そのコミュニケーションの1つの型として今日紹介するのが、最初にお伝えした「モヤモヤ消しゴム」です。モヤモヤ消しゴムの使い方はとてもシンプルで、次の4つのことを「自分にとって」と「相手にとって」の2つの場合について考えます。
◆自分にとって、それを……
・やるメリット
・やるデメリット
・やらないメリット
・やらないデメリット
◆相手にとって、それを……
・やるメリット
・やるデメリット
・やらないメリット
・やらないデメリット
例えば、部屋に「ドレッサーを置きたい妻」と「ドレッサーを置きたくない夫」がいたとしましょう。(ちなみに、ノンフィクションです。)
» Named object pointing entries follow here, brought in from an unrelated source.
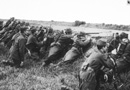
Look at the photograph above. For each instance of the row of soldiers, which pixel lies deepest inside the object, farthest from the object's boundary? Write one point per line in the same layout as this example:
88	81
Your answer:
104	65
23	38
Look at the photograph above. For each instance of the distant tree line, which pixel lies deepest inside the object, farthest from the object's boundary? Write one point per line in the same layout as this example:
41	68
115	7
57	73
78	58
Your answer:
102	25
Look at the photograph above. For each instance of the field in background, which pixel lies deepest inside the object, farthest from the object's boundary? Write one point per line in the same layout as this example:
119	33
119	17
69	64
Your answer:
32	77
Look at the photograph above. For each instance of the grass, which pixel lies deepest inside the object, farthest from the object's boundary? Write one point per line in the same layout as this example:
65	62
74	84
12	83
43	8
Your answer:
32	77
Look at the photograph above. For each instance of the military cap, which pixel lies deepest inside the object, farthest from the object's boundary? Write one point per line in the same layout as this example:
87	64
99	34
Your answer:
101	42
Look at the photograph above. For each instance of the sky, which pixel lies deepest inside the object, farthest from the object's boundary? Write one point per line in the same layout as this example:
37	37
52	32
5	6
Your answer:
90	11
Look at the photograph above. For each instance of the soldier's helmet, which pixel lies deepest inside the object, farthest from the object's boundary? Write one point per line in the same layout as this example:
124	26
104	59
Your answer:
101	42
123	35
50	30
81	34
68	31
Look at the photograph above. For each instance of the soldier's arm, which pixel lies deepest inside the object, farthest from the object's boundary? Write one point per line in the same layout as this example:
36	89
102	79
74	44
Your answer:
107	62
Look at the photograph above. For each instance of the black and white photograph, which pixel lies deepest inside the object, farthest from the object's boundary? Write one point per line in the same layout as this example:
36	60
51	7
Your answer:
65	45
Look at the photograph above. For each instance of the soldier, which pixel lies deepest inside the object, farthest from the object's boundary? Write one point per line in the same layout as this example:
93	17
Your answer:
114	43
59	47
33	45
18	52
80	46
92	66
123	63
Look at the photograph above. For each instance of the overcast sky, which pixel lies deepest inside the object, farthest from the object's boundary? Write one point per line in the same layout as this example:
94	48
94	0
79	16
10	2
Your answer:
90	11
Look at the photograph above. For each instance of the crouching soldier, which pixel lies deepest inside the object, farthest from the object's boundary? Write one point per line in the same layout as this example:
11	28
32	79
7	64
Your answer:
33	46
59	47
89	73
80	46
19	50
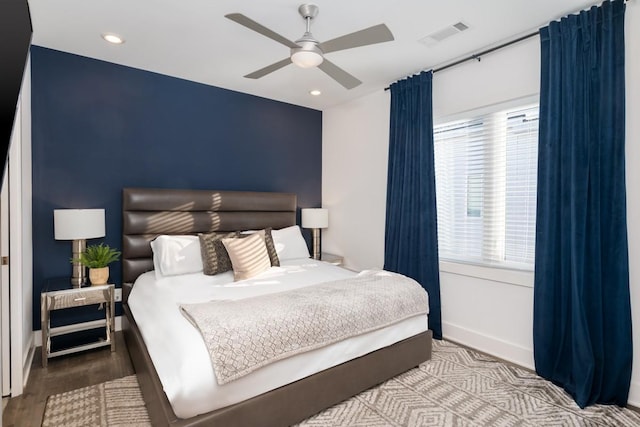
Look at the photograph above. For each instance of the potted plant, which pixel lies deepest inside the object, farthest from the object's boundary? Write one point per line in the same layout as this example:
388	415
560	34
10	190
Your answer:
97	258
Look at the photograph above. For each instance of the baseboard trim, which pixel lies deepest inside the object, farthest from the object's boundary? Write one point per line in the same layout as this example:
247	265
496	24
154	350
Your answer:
494	346
634	394
509	351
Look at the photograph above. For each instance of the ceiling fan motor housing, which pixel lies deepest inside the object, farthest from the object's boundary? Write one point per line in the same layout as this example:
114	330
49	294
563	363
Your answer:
308	54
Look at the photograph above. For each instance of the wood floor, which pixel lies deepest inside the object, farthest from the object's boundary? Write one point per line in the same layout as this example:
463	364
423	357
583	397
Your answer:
64	374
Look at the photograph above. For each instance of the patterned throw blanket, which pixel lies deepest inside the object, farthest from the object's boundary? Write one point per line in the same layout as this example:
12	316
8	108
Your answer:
244	335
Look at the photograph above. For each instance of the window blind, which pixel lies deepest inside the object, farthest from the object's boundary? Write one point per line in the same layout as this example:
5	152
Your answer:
486	171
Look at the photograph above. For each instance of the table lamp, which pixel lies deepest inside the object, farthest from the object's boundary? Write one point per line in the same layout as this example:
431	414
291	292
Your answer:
78	225
315	219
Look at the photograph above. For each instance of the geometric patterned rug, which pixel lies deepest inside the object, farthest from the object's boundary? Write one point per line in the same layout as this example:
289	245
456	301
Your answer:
109	404
457	387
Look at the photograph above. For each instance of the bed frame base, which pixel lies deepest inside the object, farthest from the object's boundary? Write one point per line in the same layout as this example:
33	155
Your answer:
286	405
妻「リビングの隣の部屋に、ドレッサーが欲しいんだよね。」
夫「でも、仕事のデスクもあるし、仕事してるときに横で化粧とかドライヤーをされると、気が散るなあ……」
妻「そんなに毎日、家で仕事する?」
夫「いや、まあ、毎日ってわけじゃないけど、邪魔が入る可能性が頭にあるだけで、集中できないんだよね。」
これだと平行線ですよね。お互いが「自分が正しいと思っている現実」をぶつけ合っているだけなので、行き着く先は、どちらか一方の妥協で、モヤモヤは残ったままです。
では、この状況に対して「モヤモヤ消しゴム」を使うとどうなるのかを見てみましょう。
◆自分(夫)にとって、ドレッサーを……
・置くメリット:妻がいつも綺麗でいてくれようとする
・置くデメリット:家での仕事に集中しにくくなる
・置かないメリット:仕事をするときに集中できる
・置かないデメリット:妻が我慢したまま生活することになる
◆相手(妻)にとって、ドレッサーを……
・置くメリット:家の中でのプライベート空間ができる
・置くデメリット:夫が仕事に集中できずピリピリする可能性がある
・置かないメリット:ドレッサー代が節約できる
・置かないデメリット:化粧やドライヤーを洗面所で立ったままやることになる
こうやって4つのことをそれぞれ書き出すと、自分が見落としていた点に気付けるんですよね。大抵の場合には「自分にとってのメリット・デメリット」しか見ていないことが明らかになります。
わかりますか? 意見の対立というのは、どちらかが間違っているから起こっているのではなく、お互いに見落としがあるから起こっているのです。
意見の対立を感じた場合には、妥協を目指すのではなく、見落としている点を探していきましょう。そのためのアイテムが「モヤモヤ消しゴム」です。なお、モヤモヤ消しゴムは、自分対相手だけでなく、自分の中での意見の対立についても使えます。コミュニケーションというものは、自分とするものでもあるので。
*追伸
ちなみに、さっきのノンフィクションの結末としては、自分自身の見落としに気付いた夫が「ドレッサーを置く」という選択をしたそうです。